On this basis a number of professional sanctions may be imposed on the transgressor:
· A reprimand will be given in case of transgressions of lesser severity, accompanied by clarification of the ethical issues involved.
· Mediation process: The body psychotherapist is required to process the issue with the injured person(s) in the presence of a mutually acceptable mediator. This procedure may or may not involve separate meetings between the mediator and transgressing member. The transgressing member will not be paid for the time spent in this process and may be required to pay partial or total fee for the mediation.
· Requirements of supervision, education or personal therapy on the problem issue, ending with a statement from the transgressor on the nature and completion of this process and present understanding, countersigned by his therapist or supervisor. The chosen therapist, supervisor or mediator must be approved by the EC. The transgressor may or may not be suspended from his membership until the processing has finished. Subsequent transgression(s) of the same nature are dealt with in a progressively severe fashion.
· The EC may demand that the therapist, trainer or supervisor stops working with a client, in a case where an ethically or professionally problematic relationship between individuals has lead to an ethical complaint, even if the client wishes to continue the professional relationship. This also applies when there is a problematic relationship between an association and a person.
· The Ethics Committee recommends suspension of a member when the offence is considered serious enough to exclude the member from the Association, but is considered redeemable with the passage of time and effort.

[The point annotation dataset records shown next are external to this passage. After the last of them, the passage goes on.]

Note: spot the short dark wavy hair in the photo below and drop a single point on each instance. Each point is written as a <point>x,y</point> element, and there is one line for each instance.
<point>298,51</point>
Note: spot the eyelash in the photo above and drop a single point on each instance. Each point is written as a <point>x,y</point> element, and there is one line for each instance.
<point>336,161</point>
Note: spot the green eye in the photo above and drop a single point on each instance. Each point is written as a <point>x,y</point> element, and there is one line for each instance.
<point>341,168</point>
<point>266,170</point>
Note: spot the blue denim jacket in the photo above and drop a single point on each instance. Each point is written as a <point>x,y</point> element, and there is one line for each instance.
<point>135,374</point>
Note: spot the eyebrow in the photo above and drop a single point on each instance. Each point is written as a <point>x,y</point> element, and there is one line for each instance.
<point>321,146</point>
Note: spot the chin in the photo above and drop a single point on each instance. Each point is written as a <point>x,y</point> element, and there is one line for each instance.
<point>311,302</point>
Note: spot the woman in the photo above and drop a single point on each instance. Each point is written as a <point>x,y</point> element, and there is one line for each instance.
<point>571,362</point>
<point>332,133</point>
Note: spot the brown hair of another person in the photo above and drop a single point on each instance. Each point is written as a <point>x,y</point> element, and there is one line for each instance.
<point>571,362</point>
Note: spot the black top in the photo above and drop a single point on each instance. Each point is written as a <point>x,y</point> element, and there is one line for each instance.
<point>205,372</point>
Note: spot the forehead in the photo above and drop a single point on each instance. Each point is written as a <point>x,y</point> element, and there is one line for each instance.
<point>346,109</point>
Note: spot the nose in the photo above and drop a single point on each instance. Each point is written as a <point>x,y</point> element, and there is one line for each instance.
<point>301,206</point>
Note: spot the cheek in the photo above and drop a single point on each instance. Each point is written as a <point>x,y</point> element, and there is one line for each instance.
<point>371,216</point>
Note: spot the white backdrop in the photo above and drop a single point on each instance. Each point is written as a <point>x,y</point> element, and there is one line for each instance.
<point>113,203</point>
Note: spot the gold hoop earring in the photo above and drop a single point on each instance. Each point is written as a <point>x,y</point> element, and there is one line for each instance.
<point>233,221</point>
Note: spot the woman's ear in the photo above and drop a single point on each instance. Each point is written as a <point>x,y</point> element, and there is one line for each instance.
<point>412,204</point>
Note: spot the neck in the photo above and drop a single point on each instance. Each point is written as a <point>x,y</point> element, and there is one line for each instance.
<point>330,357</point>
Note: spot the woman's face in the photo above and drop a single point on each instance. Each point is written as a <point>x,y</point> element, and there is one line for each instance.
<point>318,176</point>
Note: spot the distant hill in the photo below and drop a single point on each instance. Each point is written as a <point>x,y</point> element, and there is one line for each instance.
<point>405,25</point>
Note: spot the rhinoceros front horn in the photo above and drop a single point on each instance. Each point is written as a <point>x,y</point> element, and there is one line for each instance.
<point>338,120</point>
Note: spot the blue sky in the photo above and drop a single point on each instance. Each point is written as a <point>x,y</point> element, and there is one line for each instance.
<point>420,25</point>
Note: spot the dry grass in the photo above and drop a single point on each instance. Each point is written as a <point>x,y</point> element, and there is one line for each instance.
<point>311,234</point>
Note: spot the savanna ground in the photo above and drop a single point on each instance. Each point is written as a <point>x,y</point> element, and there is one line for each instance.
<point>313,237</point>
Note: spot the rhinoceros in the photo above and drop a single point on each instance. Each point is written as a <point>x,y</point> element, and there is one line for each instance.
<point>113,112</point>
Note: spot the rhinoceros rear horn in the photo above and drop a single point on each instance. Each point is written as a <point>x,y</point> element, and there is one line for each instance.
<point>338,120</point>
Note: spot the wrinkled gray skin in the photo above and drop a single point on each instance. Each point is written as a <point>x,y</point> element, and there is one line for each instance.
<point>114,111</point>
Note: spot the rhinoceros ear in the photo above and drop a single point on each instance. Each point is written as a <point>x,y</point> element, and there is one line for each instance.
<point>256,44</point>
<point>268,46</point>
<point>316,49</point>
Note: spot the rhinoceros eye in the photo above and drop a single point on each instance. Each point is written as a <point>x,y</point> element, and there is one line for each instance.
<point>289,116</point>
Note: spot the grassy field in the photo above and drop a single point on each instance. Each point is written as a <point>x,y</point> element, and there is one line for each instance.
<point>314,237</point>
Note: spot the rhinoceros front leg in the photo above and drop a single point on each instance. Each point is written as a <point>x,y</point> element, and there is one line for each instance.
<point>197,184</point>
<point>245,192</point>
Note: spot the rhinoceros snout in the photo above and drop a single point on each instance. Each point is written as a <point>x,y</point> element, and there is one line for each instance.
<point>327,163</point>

· Exclusion is the recommendation of the Ethics Committee on offences described in the examples of the Ethical Guidelines when they are wilful or premeditated. Attempts at camouflaging transgressions or refusal to comply with EABP sanctions are also grounds for immediate exclusion. The Ethics Committee may recommend exclusion at its discretion, on such matters. In the event where the General Assembly accepts an appeal against an Ethics Committee decision or votes against an Ethics Committee proposal to exclude a member (see 4.2 (c and d) and 6.7 of Articles of Association), the General Assembly appoints a legally or professionally qualified person as arbiter from outside the Association to review the case. Their decision is binding on the parties and on the Ethics Committee.
In its deliberations, the Ethics Committee functions as follows:
· EC advice and arbitration are generally carried out by a minimum of three EC members, none of whom is directly or secondarily involved in the issue under consideration. EC members involved in the issue may not give opinions to the arbitrators.
· Four of the five EC members must be in agreement for any disciplinary decision to be valid.
· Advice or arbitrational decisions are reached by consensus. If consensus cannot be reached, the chairperson is included in deliberations ending in a simple majority vote.
When a party involved is not satisfied with the treatment of the case, he / she may complain to the Board of EABP.